Scraping(JS/Source code)
JavaScript files are used by modern web applications to provide dynamic content which contains various functions & events. Each website includes JS files and are a great resource for finding those internal subdomains used by the organization.
- Language: Go
Gospider is a fast web spidering tool capable of crawling the whole website within in a short amount of time. This means gospider will visit/scrap each and every URL mentioned in the JS file and source code. So, since source code & JS files make up a website they may contain links to other subdomains too.
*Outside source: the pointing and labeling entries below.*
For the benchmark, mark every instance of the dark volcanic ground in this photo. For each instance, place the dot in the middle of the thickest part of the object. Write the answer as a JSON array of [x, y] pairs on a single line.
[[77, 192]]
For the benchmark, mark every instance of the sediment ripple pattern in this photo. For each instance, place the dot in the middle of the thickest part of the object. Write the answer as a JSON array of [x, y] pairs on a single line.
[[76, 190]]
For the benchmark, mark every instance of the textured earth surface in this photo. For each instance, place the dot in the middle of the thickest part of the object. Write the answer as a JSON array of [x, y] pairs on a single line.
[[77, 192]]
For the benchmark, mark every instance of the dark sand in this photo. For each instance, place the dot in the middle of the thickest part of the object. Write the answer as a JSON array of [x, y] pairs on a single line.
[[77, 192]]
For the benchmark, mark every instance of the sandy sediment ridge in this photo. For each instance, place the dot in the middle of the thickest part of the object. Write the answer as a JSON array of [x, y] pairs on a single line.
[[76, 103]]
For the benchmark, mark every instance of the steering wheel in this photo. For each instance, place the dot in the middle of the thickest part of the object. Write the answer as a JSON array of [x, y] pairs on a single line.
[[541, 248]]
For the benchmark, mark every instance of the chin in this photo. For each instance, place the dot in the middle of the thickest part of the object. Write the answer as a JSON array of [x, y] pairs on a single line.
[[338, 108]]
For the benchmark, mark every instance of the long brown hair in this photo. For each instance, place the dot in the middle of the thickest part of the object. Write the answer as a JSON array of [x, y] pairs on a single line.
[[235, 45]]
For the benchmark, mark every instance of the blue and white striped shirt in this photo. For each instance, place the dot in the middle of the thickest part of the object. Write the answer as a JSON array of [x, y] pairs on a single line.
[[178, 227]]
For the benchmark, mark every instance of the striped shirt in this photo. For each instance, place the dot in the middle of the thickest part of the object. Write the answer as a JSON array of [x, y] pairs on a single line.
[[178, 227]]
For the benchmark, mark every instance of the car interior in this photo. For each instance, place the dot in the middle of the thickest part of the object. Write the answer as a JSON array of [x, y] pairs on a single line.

go get -u github.com/jaeles-project/gospider
This is a long process so Brace yourself !!! 💪
This process is divided into3⃣steps:
- Since we are crawling a website, gospider excepts us to provide URL's, which means in the form of
http://
https://
- So first, we need to web probe all the subdomains we have gathered till now. For this purpose, we will use httpx .
- So, lets first web probe the subdomains:
cat subdomains.txt | httpx -random-agent -retries 2 -no-color -o probed_tmp_scrap.txt
- Now, that we have web probed URLs, we can send them for crawling to gospider.
gospider -S probed_tmp_scrap.txt --js -t 50 -d 3 --sitemap --robots -w -r > gospider.txt
Caution: This generates huge traffic on your target
- S - Input file
- js - Find links in JavaScript files
- t - Number of threads (Run sites in parallel) (default 1)
- d - depth (3 depth means scrap links from second-level JS files)
- sitemap - Try to crawl sitemap.xml
- robots - Try to crawl robots.txt

The parth portion of an URL shouldn't have more than 2048 characters. Since, we gopsidersed -i '/^.\{2048\}./d' gospider.txt
The Point to note here is we have got URLs from JS files & source code till now. We are only concerned with subdomains. Hence we must just extract subdomains from the Gospider output.
This can be done using Tomnomnom's unfurl tool. It takes a list of URLs as input and extracts the subdomain/domain part from them.
You can install Unfurl using this command
go get -u github.com/tomnomnom/unfurl
cat gospider.txt | grep -Eo 'https?://[^ ]+' | sed 's/]$//' | unfurl -u domains | grep ".example.com$" | sort -u scrap_subs.txt
Break down of the command:
a) grep - Extract the links that start with http/https
b) sed - Remove " ] " at the end of line
c) unfurl - Extract domain/subdomain from the urls
d) grep - Only select subdomains of our target
e) sort - Avoid duplicates
- Now that we have all the subdomains of our target, it's time to DNS resolve and check for valid subdomains.
( hoping you have seen the previous techniques, and you know how to run puredns)
puredns resolve scrap_subs.txt -w scrap_subs_resolved.txt -r resolvers.txt
I love this technique as, it also finds hidden Amazon S3 buckets used by the organization.If such buckets are open and expose sensitive data than its a WIN WIN situation for us. Also the ouput of this can be sent to secretfinder tool, whihc can find hidden secrets,exposed api tokens etc.